Saturday, March 21, 2009

The most important thing you'll read tonight:

From Jerome a Paris (Eurobtrib)
eithner & co are now saying that this is necessary to save the system - which is wholly untrue: what they are doing is trying to save those that bet against AIG (ie Goldman Sachs et al.), by honouring, wihout cause, AIG's commitments with taxpayer money. And what's more annoying is that they're not even talking about that - they're still talking about the toxic assets that banks supposedly hold, and that everybody sane in the financial markets has already discounted down to their true value, ie close to zero - the second-order problem in that mess.

Again: the bigger problem is not worthless assets, it's unlimited liabilities on all the financial bets that were made.

What is so depressing is that money is being thrown at banks in the guise of solving the asset problem, when it goes to not solving the liabilities problem (because it's so much bigger) - and that markets know that it's not solving anything (they have the liabilities on their books, and guess that others have the same).

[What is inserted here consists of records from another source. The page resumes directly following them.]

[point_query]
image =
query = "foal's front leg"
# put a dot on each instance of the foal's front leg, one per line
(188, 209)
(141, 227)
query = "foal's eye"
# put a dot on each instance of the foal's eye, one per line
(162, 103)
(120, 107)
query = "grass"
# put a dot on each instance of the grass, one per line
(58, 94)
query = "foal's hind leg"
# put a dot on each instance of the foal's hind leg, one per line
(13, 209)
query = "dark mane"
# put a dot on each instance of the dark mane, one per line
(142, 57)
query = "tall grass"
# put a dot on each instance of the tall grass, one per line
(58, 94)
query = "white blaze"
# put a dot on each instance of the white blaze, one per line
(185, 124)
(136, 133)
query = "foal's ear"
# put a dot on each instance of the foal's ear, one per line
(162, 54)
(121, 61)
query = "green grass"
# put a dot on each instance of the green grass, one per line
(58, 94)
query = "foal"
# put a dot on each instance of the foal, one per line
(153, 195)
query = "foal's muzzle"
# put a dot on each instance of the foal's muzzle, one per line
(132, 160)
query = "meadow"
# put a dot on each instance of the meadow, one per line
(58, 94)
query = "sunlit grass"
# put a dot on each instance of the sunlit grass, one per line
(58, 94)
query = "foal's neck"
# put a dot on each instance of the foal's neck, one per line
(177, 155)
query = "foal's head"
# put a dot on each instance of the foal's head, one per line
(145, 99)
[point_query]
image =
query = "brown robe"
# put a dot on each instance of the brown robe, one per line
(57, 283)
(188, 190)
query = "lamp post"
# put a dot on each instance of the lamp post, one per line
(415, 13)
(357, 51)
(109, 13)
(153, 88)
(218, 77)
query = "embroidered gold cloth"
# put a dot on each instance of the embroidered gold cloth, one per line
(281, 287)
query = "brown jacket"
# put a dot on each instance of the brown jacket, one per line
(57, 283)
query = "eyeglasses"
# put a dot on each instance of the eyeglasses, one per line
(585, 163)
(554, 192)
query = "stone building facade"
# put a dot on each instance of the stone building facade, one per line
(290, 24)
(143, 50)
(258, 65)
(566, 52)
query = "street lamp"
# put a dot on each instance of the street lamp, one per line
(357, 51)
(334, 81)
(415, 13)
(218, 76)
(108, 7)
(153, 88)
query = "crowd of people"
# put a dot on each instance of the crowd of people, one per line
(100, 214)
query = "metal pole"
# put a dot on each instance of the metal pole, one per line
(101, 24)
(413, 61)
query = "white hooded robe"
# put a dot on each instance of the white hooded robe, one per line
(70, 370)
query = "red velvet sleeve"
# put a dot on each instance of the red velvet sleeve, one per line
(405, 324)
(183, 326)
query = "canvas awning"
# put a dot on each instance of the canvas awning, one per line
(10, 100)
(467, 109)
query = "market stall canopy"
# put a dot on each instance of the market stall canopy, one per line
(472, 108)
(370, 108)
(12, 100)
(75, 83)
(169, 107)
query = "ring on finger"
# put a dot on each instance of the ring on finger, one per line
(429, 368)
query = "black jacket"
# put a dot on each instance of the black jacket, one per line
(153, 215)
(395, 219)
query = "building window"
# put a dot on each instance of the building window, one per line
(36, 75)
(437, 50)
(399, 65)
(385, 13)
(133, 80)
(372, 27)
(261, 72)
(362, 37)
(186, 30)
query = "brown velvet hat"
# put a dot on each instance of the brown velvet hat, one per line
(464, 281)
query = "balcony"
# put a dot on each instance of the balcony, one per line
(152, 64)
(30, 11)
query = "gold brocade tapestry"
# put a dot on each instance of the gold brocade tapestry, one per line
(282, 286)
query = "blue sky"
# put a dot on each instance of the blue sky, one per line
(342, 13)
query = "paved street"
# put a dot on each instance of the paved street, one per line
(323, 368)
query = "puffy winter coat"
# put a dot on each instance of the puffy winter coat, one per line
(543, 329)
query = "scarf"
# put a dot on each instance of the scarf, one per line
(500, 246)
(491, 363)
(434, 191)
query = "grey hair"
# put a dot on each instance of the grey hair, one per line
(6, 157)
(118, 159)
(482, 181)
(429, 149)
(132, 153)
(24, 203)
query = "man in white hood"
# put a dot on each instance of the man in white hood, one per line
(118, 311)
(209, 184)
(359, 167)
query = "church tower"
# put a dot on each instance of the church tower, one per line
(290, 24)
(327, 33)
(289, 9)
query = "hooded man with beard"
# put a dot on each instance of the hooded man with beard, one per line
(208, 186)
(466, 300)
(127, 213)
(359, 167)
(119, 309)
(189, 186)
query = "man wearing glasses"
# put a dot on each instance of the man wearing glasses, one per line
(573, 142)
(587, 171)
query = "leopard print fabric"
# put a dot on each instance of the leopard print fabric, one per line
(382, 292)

What is depressing is that this money - staggering amounts of money - is being wasted when it could be used in ways that actually help the economy (hell, giving a $40,000 check to every living American would be a way smarter use of the same money).

What is so depressing is that the goal still seems to be to save banks when it should be to save the economy.

What is depressing is that people are again being steamrolled into "bailouts" - 5 years after being steamrolled into a war against mushroom clouds by essentially the same people - and the Serious People are still wrong, utterly wrong.

What is depressing is that it's happening despite a smart Democrat being president.

What is depressing is that each day that goes by makes the problem noticeably worse. More bailouts. More unemployment. More avoidable economic - and personal - pain. And that this pain has irreversible consequences - people dropping out, people unable to pay for healthcare, people losing their homes, families broken, etc...

What is most depressing is that the problems - and the solutions - have been on the internets for months, but are not listened to, let alone implemented.

What is depressing is that Serious People still see solutions (single payer healthcare, higher minimum wages, investment in infrastructure and smart energy, redistribution) as evil because they sound like Socialism or - gasp - solidarity.